In 1968, he succeeded his father as president of Nicholson Concrete. His father, the University of Toledo’s first full-time head football coach, founded the company after getting a law degree.
“He absolutely revered his father. Jim Nicholson was a legend in Toledo,” the younger Mr. Nicholson’s son Bob said.
The younger Mr. Nicholson left the firm in 1979 to form N-Viro and developed processes to create, for instance, bio-organic fertilizer by combining cement kiln dust and wastewater sludge.
Topping his priority list, Mr. Finkbeiner said, was family: “They stood up for each other and fought for each other. He was about family to the end.”
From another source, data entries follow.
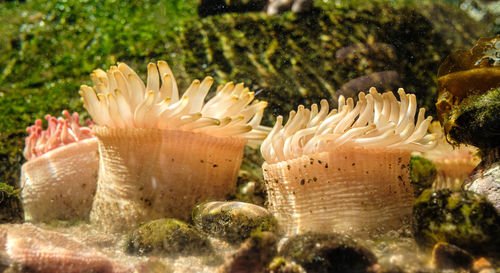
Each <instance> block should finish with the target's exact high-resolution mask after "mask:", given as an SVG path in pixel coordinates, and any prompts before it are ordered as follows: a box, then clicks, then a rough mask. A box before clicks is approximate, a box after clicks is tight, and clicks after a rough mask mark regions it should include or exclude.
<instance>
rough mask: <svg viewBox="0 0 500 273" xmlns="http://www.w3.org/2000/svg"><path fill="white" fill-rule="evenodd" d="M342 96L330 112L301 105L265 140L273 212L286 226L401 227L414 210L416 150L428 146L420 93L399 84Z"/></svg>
mask: <svg viewBox="0 0 500 273" xmlns="http://www.w3.org/2000/svg"><path fill="white" fill-rule="evenodd" d="M398 93H399V97H400V100H399V101H398V100H397V99H396V97H395V96H394V95H393V93H392V92H386V93H384V94H380V93H378V92H377V91H376V90H375V88H371V89H370V92H369V94H367V95H366V94H365V93H363V92H361V93H359V95H358V97H359V101H358V102H357V103H356V104H354V101H353V100H352V99H351V98H349V99H347V100H346V99H345V98H344V97H343V96H340V98H339V103H338V109H334V110H332V111H330V112H329V110H328V109H329V107H328V102H327V101H326V100H322V101H321V109H320V110H319V109H318V106H317V105H312V107H311V109H306V108H305V107H304V106H299V108H298V110H297V112H295V111H292V112H290V117H289V119H288V121H287V123H286V124H285V125H284V126H283V125H282V120H283V118H282V117H281V116H279V117H278V118H277V122H276V124H275V126H274V127H273V129H272V130H271V132H270V133H269V135H268V136H267V138H266V139H265V140H264V141H263V143H262V146H261V152H262V156H263V157H264V159H265V163H264V165H263V166H262V168H263V171H264V178H265V183H266V187H267V190H268V201H269V205H270V209H271V211H272V212H273V213H274V215H275V216H276V217H277V218H278V221H279V223H280V226H281V228H282V231H283V232H284V233H285V234H286V235H293V234H297V233H301V232H305V231H318V232H332V231H340V232H361V233H366V232H368V233H370V232H379V231H384V230H388V229H392V228H397V227H399V226H401V225H402V224H403V223H404V222H405V221H407V220H409V218H410V217H411V214H412V201H413V190H412V188H411V185H410V179H409V172H408V167H409V165H408V164H409V161H410V152H411V151H412V150H428V149H431V148H432V147H434V145H435V135H431V134H427V127H428V126H429V124H430V121H431V117H428V118H425V110H424V109H423V108H422V109H420V111H419V112H418V118H417V121H416V122H415V120H414V117H415V114H416V109H417V105H416V97H415V95H413V94H406V93H405V92H404V90H403V89H399V90H398Z"/></svg>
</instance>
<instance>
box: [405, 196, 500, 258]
mask: <svg viewBox="0 0 500 273" xmlns="http://www.w3.org/2000/svg"><path fill="white" fill-rule="evenodd" d="M414 217H415V222H414V235H415V240H416V241H417V243H418V244H419V245H420V246H422V247H424V248H432V247H433V246H434V245H435V244H436V243H437V242H448V243H450V244H454V245H457V246H459V247H461V248H464V249H466V250H468V251H470V252H471V253H475V254H481V255H488V256H497V255H498V254H499V253H498V245H499V243H500V232H499V230H498V225H499V224H500V216H499V215H498V213H497V212H496V210H495V208H494V207H493V205H491V203H489V202H488V201H487V200H486V199H485V198H484V197H482V196H480V195H478V194H475V193H473V192H451V191H450V190H447V189H446V190H440V191H438V192H433V191H432V190H430V189H428V190H425V191H424V192H423V193H422V194H421V195H420V196H419V198H418V199H417V200H416V201H415V205H414Z"/></svg>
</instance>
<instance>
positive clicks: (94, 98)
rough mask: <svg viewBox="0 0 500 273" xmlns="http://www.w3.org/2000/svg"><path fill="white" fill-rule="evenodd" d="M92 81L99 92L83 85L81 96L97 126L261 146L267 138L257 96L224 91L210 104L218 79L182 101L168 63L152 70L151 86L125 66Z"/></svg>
mask: <svg viewBox="0 0 500 273" xmlns="http://www.w3.org/2000/svg"><path fill="white" fill-rule="evenodd" d="M91 78H92V81H93V82H94V84H95V86H94V87H93V88H92V87H89V86H86V85H83V86H82V87H81V89H80V95H81V96H82V98H83V101H84V106H85V108H86V109H87V111H88V112H89V114H90V115H91V116H92V118H93V119H94V120H95V122H96V123H97V124H98V125H104V126H107V127H109V128H158V129H168V130H183V131H191V132H200V133H205V134H208V135H212V136H241V137H244V138H247V139H249V140H261V139H263V138H264V137H265V136H266V134H267V132H266V130H265V129H264V130H263V128H262V127H260V121H261V119H262V115H263V113H264V108H265V107H266V106H267V103H266V102H262V101H261V102H259V101H253V99H254V92H250V90H249V89H248V88H245V87H244V86H243V84H242V83H240V84H236V85H235V84H233V83H232V82H229V83H227V84H226V85H224V86H220V87H219V88H218V89H217V93H216V94H215V96H214V97H213V98H211V99H210V100H208V101H207V102H205V97H206V96H207V94H208V91H209V89H210V87H211V85H212V83H213V79H212V78H211V77H206V78H205V79H204V80H203V81H202V82H200V81H199V80H195V81H193V82H192V83H191V85H190V86H189V88H188V89H187V90H186V91H185V92H184V94H183V95H182V96H180V95H179V91H178V87H177V83H176V80H175V77H174V75H173V74H172V71H171V70H170V67H169V66H168V64H167V63H166V62H164V61H159V62H158V64H153V63H150V64H149V65H148V76H147V83H146V84H144V83H143V81H142V80H141V79H140V78H139V76H138V75H137V74H136V73H135V72H134V71H133V70H132V69H131V68H130V67H128V66H127V65H126V64H124V63H118V66H112V67H111V68H110V69H109V70H108V71H106V72H105V71H103V70H102V69H97V70H95V71H94V72H93V73H92V74H91ZM252 101H253V102H252Z"/></svg>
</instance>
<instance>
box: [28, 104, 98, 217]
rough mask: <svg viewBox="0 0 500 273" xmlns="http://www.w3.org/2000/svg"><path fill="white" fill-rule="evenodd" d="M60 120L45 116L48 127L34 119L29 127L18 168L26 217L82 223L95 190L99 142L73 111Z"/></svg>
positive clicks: (94, 192) (64, 114) (28, 127)
mask: <svg viewBox="0 0 500 273" xmlns="http://www.w3.org/2000/svg"><path fill="white" fill-rule="evenodd" d="M63 115H64V118H62V117H60V118H55V117H52V116H50V115H47V116H46V117H45V118H46V119H47V122H48V128H47V129H46V130H43V128H42V121H41V120H37V121H36V122H35V124H34V125H33V126H30V127H28V129H27V131H28V137H26V145H25V148H24V156H25V158H26V159H27V160H28V161H27V162H26V163H25V164H23V166H22V168H21V188H22V191H21V196H22V199H23V205H24V213H25V219H26V220H30V221H35V222H38V221H50V220H54V219H63V220H73V219H86V218H88V216H89V212H90V208H91V207H92V200H93V198H94V194H95V189H96V186H97V170H98V167H99V155H98V143H97V138H95V137H94V135H93V133H92V131H91V130H90V128H89V127H84V126H80V124H79V116H78V114H77V113H73V115H70V114H69V113H68V111H63Z"/></svg>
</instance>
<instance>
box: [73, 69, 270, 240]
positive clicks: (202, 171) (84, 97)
mask: <svg viewBox="0 0 500 273" xmlns="http://www.w3.org/2000/svg"><path fill="white" fill-rule="evenodd" d="M91 78H92V80H93V82H94V84H95V86H94V87H89V86H85V85H83V86H82V87H81V90H80V94H81V96H82V98H83V101H84V106H85V108H86V109H87V110H88V111H89V113H90V115H91V116H92V118H93V119H94V120H95V122H96V123H97V126H95V127H94V132H95V134H96V136H97V137H98V139H99V151H100V157H101V167H100V173H99V181H98V187H97V192H96V198H95V200H94V204H93V208H92V211H91V220H92V221H93V222H94V223H98V224H99V225H100V226H101V227H102V228H104V229H105V230H107V231H122V230H126V229H129V228H130V227H133V226H134V225H135V224H137V223H139V222H143V221H147V220H152V219H157V218H163V217H173V218H178V219H183V220H186V219H188V218H189V216H190V211H191V209H192V207H193V206H194V205H196V204H198V203H200V202H203V201H206V200H209V199H219V198H224V197H225V196H226V195H227V194H229V193H231V192H232V191H233V190H234V188H235V184H236V178H237V172H238V169H239V167H240V164H241V160H242V156H243V148H244V146H245V144H246V143H247V140H248V141H251V142H259V141H260V140H262V139H263V138H264V137H265V136H266V134H267V131H268V130H267V128H265V127H262V126H260V121H261V119H262V115H263V111H264V108H265V107H266V105H267V103H266V102H259V101H254V100H253V99H254V93H253V92H250V90H249V89H248V88H245V87H244V86H243V84H236V85H235V84H233V83H232V82H230V83H227V84H225V85H224V86H220V87H219V88H217V91H216V94H215V96H213V97H212V98H211V99H210V100H208V101H205V97H206V95H207V93H208V92H209V89H210V87H211V85H212V83H213V79H212V78H211V77H206V78H205V79H204V80H203V81H201V82H200V81H198V80H195V81H193V83H192V84H191V86H189V88H188V89H187V90H186V91H185V92H184V93H183V94H182V95H180V94H179V92H178V87H177V83H176V81H175V78H174V75H173V73H172V71H171V70H170V68H169V66H168V64H167V63H166V62H163V61H160V62H158V63H157V64H153V63H150V64H149V65H148V76H147V82H146V84H144V83H143V82H142V80H141V79H140V78H139V76H138V75H137V74H136V73H135V72H134V71H133V70H132V69H131V68H130V67H128V66H127V65H126V64H124V63H119V64H118V66H112V67H111V68H110V69H109V70H108V71H103V70H100V69H98V70H95V71H94V72H93V73H92V74H91ZM214 166H217V167H216V168H214Z"/></svg>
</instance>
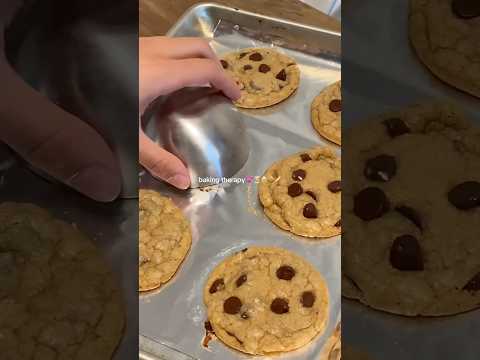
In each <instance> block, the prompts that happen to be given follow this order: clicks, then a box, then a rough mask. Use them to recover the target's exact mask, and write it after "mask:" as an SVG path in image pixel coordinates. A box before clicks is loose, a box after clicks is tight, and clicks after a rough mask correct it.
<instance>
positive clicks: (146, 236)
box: [138, 190, 192, 291]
Mr. Nicholson’s son Bob said his father’s business often involved cross-country travel.
“He would make sure he was back for my Friday night football games or my hockey games,” son Bob said.
Mr. Nicholson was a cofounder and a longtime chairman of Toledo’s Civic Hall of Fame.
Surviving are his wife, the former Sheila Mary Thompson, whom he married June 30, 1962; sons Jim, Mike, Bob, and Timothy; brother, Mike, and 10 grandchildren.
A funeral Mass is to begin at 11 a.m. Friday at Gesu Church. Arrangements are by Coyle Funeral Home.
The family suggests tributes to Central Catholic High School or St. Francis de Sales High School.